Aquí me cuesta lavar los platos, me quedo pensando en la cantidad de agua potable que desperdicio, casi como si fuera mejor en México en donde igual nadie podría beberla. Aquí, quiero ponerla de lado y guardarla para que la gente se la tome, y lavar, yo qué se con qué, con agua de lluvia, que probablemente igual esté más limpia que la que me dan en la fonda de la esquina del departamento que ya no es mío, aunque me paguen renta. Cuando me baño abro la boca alucinada de que de lo mismo tomarla que dejarla caer por mi cuerpo.
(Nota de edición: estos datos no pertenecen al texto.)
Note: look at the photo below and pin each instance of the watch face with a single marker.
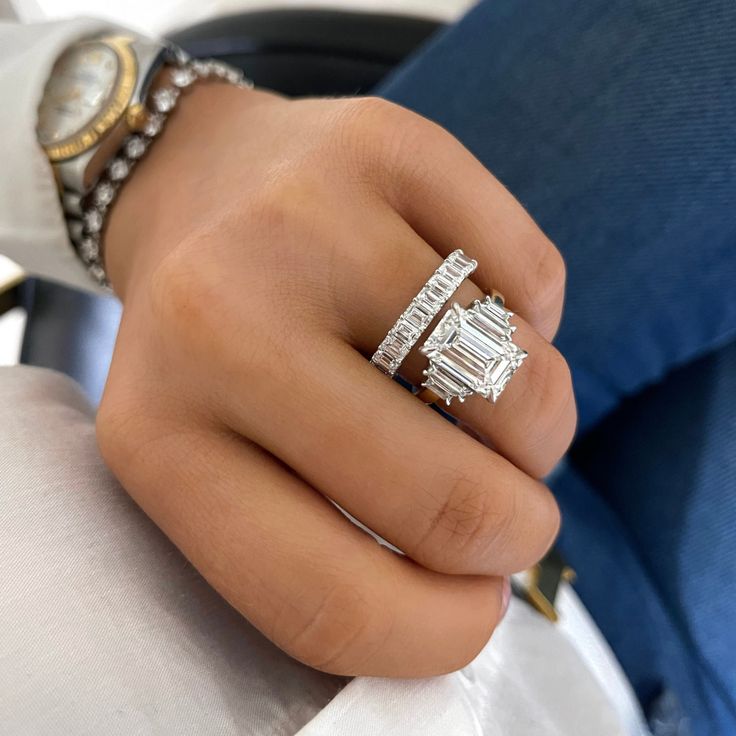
(81, 83)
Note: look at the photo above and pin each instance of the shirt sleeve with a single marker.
(32, 228)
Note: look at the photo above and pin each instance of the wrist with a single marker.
(143, 222)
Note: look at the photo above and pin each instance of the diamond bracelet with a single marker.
(87, 229)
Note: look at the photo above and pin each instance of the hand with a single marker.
(262, 250)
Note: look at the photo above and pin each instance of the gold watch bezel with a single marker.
(115, 106)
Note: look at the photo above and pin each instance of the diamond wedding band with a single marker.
(470, 351)
(425, 306)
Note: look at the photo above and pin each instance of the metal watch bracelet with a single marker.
(86, 230)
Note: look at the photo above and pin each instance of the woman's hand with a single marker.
(262, 251)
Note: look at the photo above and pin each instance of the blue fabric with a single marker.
(615, 125)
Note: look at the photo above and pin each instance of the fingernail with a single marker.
(505, 596)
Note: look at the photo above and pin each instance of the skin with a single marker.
(262, 251)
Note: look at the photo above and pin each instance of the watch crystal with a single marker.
(81, 83)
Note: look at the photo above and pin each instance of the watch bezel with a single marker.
(114, 107)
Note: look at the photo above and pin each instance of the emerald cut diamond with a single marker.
(471, 352)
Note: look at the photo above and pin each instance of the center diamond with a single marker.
(471, 351)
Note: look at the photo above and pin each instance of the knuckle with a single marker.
(551, 413)
(545, 285)
(286, 201)
(347, 628)
(465, 524)
(179, 293)
(374, 135)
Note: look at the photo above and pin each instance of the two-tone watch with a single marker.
(104, 103)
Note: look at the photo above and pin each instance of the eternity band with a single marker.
(425, 306)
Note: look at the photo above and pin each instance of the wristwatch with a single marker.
(94, 98)
(105, 102)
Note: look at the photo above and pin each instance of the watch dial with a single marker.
(81, 82)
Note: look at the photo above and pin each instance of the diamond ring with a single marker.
(425, 306)
(471, 352)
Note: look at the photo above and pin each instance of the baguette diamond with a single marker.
(410, 326)
(471, 352)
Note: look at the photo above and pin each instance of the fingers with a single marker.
(282, 555)
(452, 201)
(533, 422)
(444, 499)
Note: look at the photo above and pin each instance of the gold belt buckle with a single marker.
(543, 582)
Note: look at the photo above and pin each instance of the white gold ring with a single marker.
(425, 306)
(471, 352)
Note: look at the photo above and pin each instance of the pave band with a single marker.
(425, 306)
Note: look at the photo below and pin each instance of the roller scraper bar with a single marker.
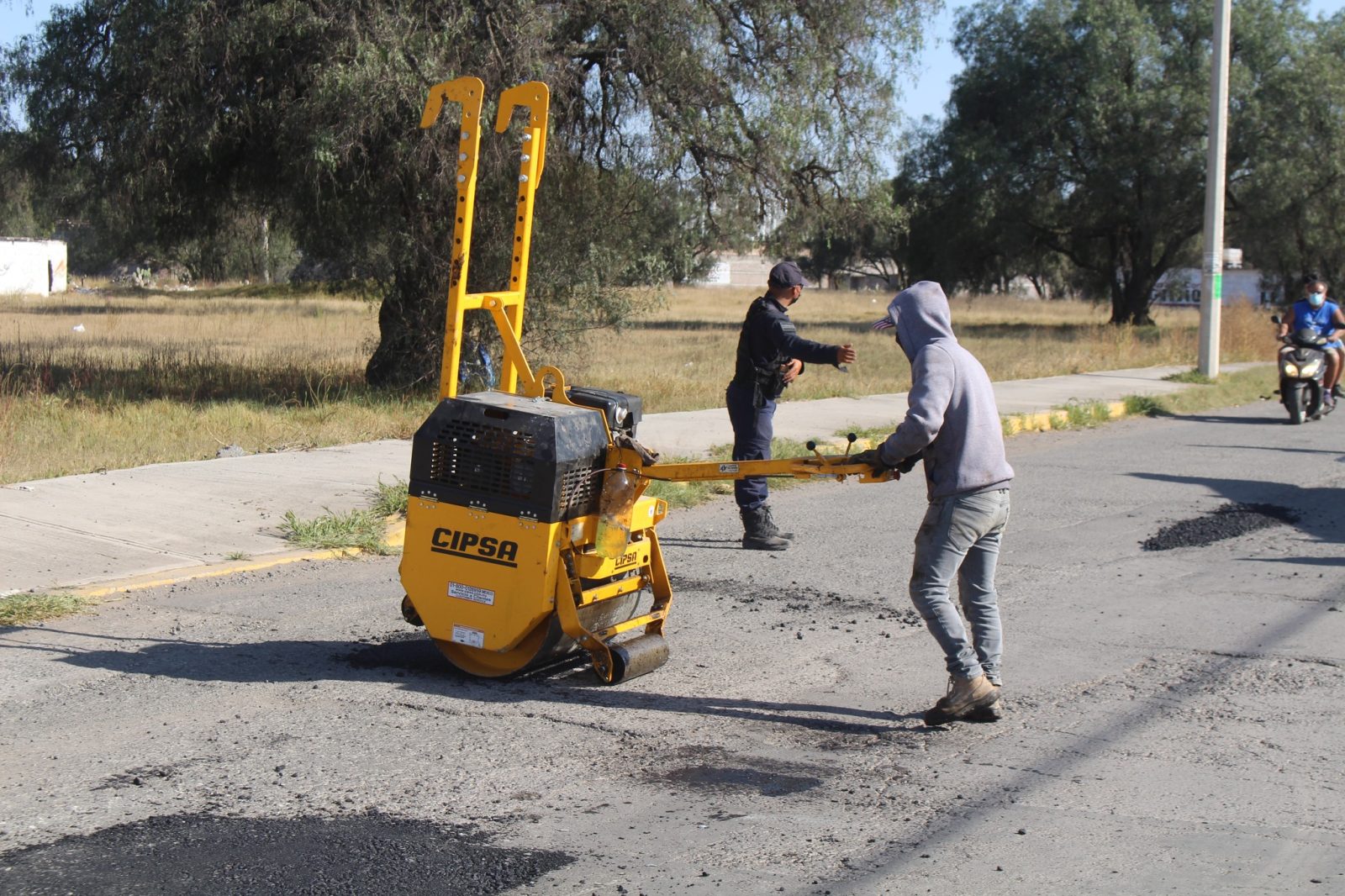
(504, 306)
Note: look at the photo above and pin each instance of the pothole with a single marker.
(404, 651)
(372, 853)
(1224, 522)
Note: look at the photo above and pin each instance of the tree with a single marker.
(844, 235)
(1288, 208)
(1078, 128)
(179, 112)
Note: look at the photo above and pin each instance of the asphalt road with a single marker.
(1174, 716)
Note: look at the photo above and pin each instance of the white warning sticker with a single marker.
(471, 593)
(470, 636)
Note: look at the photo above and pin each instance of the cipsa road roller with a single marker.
(528, 532)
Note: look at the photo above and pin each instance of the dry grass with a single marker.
(681, 356)
(161, 377)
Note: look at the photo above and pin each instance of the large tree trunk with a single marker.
(410, 327)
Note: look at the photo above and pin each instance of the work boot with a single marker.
(755, 533)
(771, 528)
(968, 698)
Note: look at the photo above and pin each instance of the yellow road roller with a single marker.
(528, 533)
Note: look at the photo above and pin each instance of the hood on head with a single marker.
(921, 315)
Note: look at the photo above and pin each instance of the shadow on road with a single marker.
(1318, 508)
(414, 663)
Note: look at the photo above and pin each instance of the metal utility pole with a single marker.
(1212, 273)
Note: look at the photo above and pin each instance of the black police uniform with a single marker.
(766, 342)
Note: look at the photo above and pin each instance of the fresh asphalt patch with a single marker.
(1221, 524)
(369, 853)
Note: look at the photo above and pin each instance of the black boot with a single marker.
(757, 535)
(771, 528)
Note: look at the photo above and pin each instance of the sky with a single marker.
(925, 94)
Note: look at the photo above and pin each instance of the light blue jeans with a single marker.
(961, 535)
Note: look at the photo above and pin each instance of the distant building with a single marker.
(748, 272)
(33, 266)
(1183, 286)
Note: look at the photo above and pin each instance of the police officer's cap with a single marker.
(786, 275)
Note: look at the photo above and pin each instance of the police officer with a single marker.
(771, 356)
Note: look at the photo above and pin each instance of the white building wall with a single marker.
(1181, 287)
(33, 266)
(737, 271)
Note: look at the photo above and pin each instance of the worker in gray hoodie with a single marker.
(952, 424)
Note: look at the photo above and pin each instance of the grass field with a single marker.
(111, 380)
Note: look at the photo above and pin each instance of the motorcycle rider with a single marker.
(1315, 313)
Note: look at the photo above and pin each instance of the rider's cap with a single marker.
(786, 275)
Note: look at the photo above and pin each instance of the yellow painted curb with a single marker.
(1048, 420)
(396, 537)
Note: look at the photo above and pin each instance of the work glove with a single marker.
(872, 458)
(907, 465)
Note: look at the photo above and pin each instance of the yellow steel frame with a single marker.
(506, 309)
(504, 306)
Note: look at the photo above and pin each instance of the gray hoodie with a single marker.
(952, 414)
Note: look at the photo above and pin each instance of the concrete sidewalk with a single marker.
(166, 522)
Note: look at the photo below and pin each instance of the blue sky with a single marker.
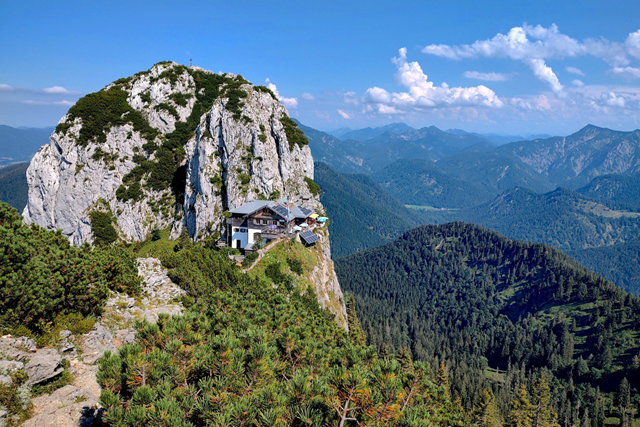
(506, 67)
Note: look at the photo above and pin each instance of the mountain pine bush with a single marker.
(43, 276)
(250, 354)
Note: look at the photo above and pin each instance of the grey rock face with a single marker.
(44, 365)
(10, 366)
(20, 348)
(67, 406)
(232, 157)
(96, 342)
(68, 181)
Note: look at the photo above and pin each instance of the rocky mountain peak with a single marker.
(174, 146)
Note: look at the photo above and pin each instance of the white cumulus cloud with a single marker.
(490, 77)
(633, 44)
(287, 102)
(535, 44)
(626, 72)
(544, 73)
(64, 102)
(574, 70)
(610, 99)
(424, 94)
(344, 115)
(55, 89)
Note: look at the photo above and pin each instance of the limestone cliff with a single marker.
(172, 147)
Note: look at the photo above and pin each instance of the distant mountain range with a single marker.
(366, 134)
(20, 144)
(363, 215)
(500, 139)
(575, 160)
(369, 133)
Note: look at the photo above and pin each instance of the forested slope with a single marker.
(619, 190)
(421, 182)
(13, 185)
(618, 263)
(362, 215)
(478, 301)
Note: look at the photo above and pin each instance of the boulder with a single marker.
(5, 380)
(67, 406)
(16, 348)
(10, 366)
(96, 343)
(44, 365)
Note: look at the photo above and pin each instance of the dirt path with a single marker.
(262, 252)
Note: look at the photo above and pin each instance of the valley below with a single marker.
(479, 271)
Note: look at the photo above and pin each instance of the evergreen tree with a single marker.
(486, 413)
(355, 330)
(521, 414)
(543, 415)
(384, 352)
(404, 358)
(442, 379)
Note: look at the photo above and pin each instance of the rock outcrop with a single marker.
(171, 147)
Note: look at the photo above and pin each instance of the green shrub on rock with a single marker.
(249, 354)
(43, 276)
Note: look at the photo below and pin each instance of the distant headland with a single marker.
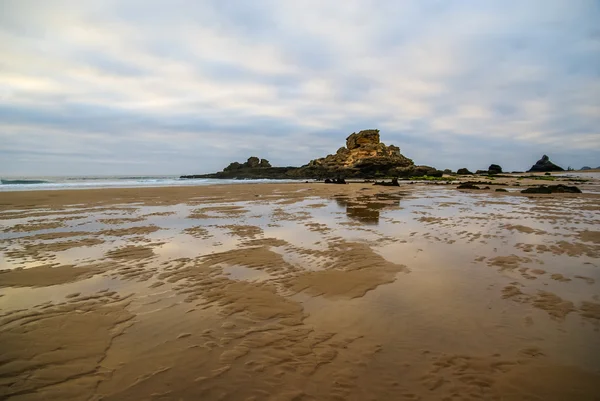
(363, 157)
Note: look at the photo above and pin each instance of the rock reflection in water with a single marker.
(366, 209)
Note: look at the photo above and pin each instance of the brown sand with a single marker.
(402, 294)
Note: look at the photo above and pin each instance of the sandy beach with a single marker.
(300, 291)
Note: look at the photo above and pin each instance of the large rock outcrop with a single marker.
(364, 151)
(253, 162)
(544, 165)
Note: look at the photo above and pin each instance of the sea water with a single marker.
(86, 182)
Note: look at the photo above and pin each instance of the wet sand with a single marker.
(300, 291)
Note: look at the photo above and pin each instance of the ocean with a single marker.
(86, 182)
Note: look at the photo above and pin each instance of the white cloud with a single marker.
(239, 76)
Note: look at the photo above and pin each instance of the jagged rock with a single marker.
(364, 156)
(365, 137)
(393, 183)
(543, 165)
(233, 166)
(552, 189)
(494, 169)
(253, 162)
(366, 153)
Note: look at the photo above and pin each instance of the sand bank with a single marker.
(300, 291)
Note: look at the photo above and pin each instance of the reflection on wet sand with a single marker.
(274, 293)
(366, 208)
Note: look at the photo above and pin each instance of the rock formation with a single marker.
(364, 156)
(365, 152)
(494, 169)
(543, 165)
(253, 162)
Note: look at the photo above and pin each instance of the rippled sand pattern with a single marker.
(299, 292)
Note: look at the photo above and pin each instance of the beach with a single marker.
(301, 291)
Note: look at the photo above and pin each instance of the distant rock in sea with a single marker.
(494, 169)
(544, 165)
(364, 156)
(253, 162)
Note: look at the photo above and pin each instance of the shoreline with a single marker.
(299, 290)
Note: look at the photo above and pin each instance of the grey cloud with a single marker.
(215, 81)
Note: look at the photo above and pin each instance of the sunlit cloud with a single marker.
(186, 87)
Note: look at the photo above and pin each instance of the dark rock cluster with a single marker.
(544, 165)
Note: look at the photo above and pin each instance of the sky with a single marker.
(187, 86)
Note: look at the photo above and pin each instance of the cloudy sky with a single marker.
(186, 86)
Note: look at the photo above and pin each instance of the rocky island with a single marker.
(364, 156)
(544, 165)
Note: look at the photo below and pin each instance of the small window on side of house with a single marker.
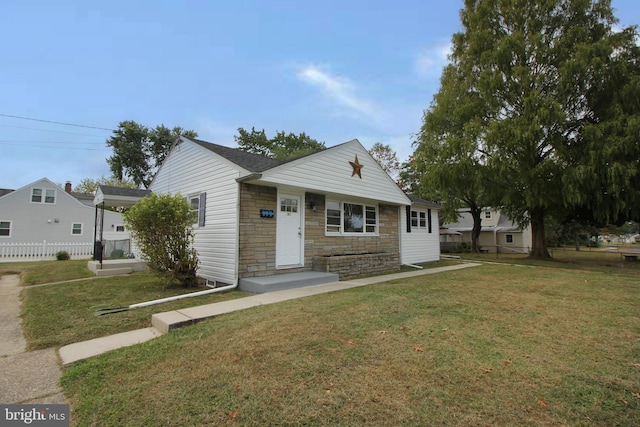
(50, 196)
(76, 229)
(36, 195)
(5, 228)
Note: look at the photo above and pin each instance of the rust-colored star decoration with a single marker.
(357, 167)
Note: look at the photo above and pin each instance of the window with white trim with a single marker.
(198, 203)
(76, 229)
(420, 220)
(348, 218)
(38, 195)
(414, 219)
(5, 228)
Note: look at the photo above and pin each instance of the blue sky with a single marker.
(336, 70)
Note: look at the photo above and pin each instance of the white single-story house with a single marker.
(44, 212)
(334, 211)
(498, 233)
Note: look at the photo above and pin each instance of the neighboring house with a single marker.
(499, 233)
(335, 210)
(42, 211)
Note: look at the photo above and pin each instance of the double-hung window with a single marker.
(348, 218)
(38, 195)
(5, 228)
(198, 202)
(76, 229)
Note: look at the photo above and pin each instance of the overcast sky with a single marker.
(336, 70)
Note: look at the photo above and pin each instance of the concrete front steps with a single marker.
(280, 282)
(116, 267)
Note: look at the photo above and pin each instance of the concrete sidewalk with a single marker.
(25, 377)
(165, 322)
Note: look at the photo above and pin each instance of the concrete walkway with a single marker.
(25, 377)
(165, 322)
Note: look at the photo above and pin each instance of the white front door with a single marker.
(289, 231)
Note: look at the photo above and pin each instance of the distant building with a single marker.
(499, 233)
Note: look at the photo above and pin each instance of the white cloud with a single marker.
(339, 89)
(430, 62)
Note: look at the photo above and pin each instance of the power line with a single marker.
(46, 130)
(54, 122)
(54, 147)
(18, 143)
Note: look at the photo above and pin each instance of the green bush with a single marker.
(162, 225)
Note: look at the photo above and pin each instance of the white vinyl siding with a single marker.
(76, 229)
(36, 221)
(422, 244)
(193, 170)
(329, 172)
(40, 195)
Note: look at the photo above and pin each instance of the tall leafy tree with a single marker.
(138, 150)
(88, 185)
(539, 71)
(452, 169)
(386, 158)
(282, 146)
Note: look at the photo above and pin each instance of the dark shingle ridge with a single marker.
(126, 192)
(4, 191)
(249, 161)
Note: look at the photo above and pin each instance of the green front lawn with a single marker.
(490, 345)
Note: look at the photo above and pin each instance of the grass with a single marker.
(490, 345)
(33, 273)
(597, 259)
(60, 314)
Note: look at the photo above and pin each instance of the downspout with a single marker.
(103, 311)
(414, 266)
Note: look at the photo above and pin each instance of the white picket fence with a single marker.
(11, 252)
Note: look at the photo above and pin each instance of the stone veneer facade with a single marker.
(351, 256)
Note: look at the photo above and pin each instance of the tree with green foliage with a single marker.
(162, 226)
(88, 185)
(452, 171)
(387, 158)
(138, 150)
(281, 147)
(539, 85)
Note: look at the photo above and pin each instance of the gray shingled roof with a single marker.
(249, 161)
(4, 191)
(108, 190)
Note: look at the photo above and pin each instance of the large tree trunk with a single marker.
(539, 246)
(477, 228)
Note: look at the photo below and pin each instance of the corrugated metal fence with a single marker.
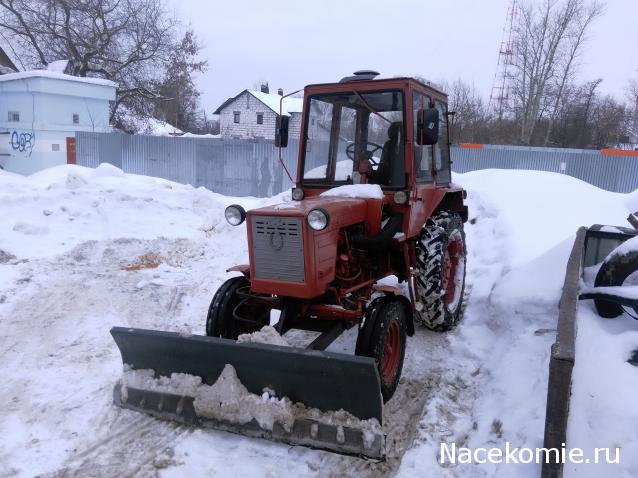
(605, 169)
(251, 167)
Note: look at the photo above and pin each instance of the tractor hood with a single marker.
(342, 212)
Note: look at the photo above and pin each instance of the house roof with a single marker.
(55, 75)
(270, 100)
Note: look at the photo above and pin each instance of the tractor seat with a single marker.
(384, 172)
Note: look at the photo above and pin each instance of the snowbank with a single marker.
(56, 209)
(363, 191)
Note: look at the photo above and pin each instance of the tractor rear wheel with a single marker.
(440, 282)
(222, 321)
(383, 337)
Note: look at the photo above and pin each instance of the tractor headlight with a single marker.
(318, 219)
(235, 214)
(297, 194)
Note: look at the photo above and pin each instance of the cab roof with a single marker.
(375, 84)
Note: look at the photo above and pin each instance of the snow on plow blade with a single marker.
(319, 380)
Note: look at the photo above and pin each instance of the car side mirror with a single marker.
(281, 131)
(427, 126)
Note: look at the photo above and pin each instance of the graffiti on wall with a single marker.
(22, 142)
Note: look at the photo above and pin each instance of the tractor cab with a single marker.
(388, 132)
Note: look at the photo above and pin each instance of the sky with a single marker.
(291, 43)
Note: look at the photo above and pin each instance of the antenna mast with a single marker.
(500, 94)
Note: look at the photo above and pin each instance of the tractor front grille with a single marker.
(278, 248)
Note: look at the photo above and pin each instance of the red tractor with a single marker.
(373, 199)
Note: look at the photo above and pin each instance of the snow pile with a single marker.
(56, 209)
(267, 335)
(362, 191)
(83, 250)
(228, 400)
(602, 412)
(630, 245)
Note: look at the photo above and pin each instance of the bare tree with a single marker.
(126, 41)
(180, 97)
(548, 38)
(470, 116)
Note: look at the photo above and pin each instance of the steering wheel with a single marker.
(370, 152)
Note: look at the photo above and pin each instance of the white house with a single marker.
(252, 114)
(40, 111)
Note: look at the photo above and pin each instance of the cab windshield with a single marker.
(346, 128)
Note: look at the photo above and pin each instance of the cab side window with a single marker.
(441, 149)
(423, 155)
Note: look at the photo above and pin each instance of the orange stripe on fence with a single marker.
(619, 152)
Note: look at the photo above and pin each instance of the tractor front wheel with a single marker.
(382, 337)
(229, 315)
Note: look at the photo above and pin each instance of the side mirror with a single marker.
(281, 131)
(427, 126)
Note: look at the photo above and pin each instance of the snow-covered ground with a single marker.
(82, 250)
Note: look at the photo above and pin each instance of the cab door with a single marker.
(431, 165)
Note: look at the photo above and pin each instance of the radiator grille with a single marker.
(278, 248)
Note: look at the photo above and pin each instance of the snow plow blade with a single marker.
(322, 380)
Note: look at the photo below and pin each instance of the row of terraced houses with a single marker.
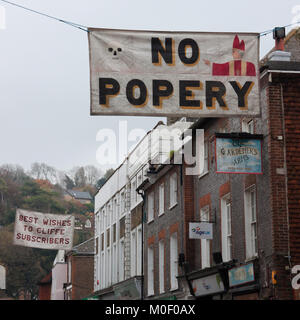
(142, 213)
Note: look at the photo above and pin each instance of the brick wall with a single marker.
(82, 276)
(161, 228)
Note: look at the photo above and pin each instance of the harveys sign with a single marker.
(146, 73)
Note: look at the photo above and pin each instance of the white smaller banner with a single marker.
(43, 230)
(200, 230)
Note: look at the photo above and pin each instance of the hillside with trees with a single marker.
(43, 189)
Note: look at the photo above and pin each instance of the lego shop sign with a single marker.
(44, 231)
(147, 73)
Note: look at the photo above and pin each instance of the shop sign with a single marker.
(239, 155)
(201, 230)
(183, 74)
(241, 275)
(43, 230)
(208, 285)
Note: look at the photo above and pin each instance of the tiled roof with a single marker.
(86, 247)
(80, 195)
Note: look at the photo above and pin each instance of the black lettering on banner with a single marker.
(161, 89)
(242, 92)
(185, 93)
(215, 91)
(158, 51)
(130, 90)
(108, 87)
(193, 59)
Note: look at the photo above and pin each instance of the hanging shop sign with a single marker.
(239, 154)
(194, 74)
(241, 275)
(201, 230)
(44, 231)
(208, 285)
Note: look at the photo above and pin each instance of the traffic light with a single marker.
(274, 277)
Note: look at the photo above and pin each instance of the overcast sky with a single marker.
(44, 67)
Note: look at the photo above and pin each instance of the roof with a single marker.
(47, 279)
(84, 248)
(288, 37)
(83, 195)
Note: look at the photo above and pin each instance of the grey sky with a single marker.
(44, 67)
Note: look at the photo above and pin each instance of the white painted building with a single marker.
(118, 212)
(59, 276)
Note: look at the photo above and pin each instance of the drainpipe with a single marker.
(142, 194)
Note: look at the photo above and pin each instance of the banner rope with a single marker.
(85, 28)
(72, 24)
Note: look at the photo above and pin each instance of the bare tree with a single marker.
(92, 174)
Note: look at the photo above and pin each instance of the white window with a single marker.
(150, 207)
(69, 270)
(133, 253)
(122, 203)
(121, 258)
(108, 264)
(174, 261)
(114, 264)
(248, 126)
(205, 244)
(250, 223)
(102, 282)
(139, 251)
(115, 211)
(205, 170)
(88, 224)
(161, 199)
(133, 193)
(150, 271)
(140, 179)
(173, 190)
(161, 248)
(226, 229)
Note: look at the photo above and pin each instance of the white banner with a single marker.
(147, 73)
(201, 230)
(43, 230)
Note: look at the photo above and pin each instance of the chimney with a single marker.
(279, 54)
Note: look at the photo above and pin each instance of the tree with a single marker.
(69, 183)
(106, 176)
(109, 173)
(3, 189)
(42, 171)
(92, 174)
(79, 178)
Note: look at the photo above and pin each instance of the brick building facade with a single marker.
(80, 266)
(255, 217)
Yo sólo quería una casa y ahora completo varias con las partes de ella que tengo regadas por el mundo. He dejado plantas vivas en más de cinco sitios y a algunas regreso para encontrarlas floreadas y crecidas, otras me esperan muertas, cambiadas, podridas o llenas de plagas. Aquí no he comprado ni una semilla. Si no tengo una planta, este sitio no es casa; el verde de los otros no es el mío. No es algo difícil de entender. Los árboles en los parques no me causan el mismo asombro que una hoja nueva en un arbusto propio. Aquí no tengo ni un helecho, pero ya casi voy a tener un hijo. Y quiero pensar que los tres seremos suficiente, que quizá con él pueda por fin plantar mi huerto.
11 de mayo del 2020
Hoy es 12 de junio. Todo ha cambiado. Pero, ¿qué, que esté vivo, no cambia constantemente?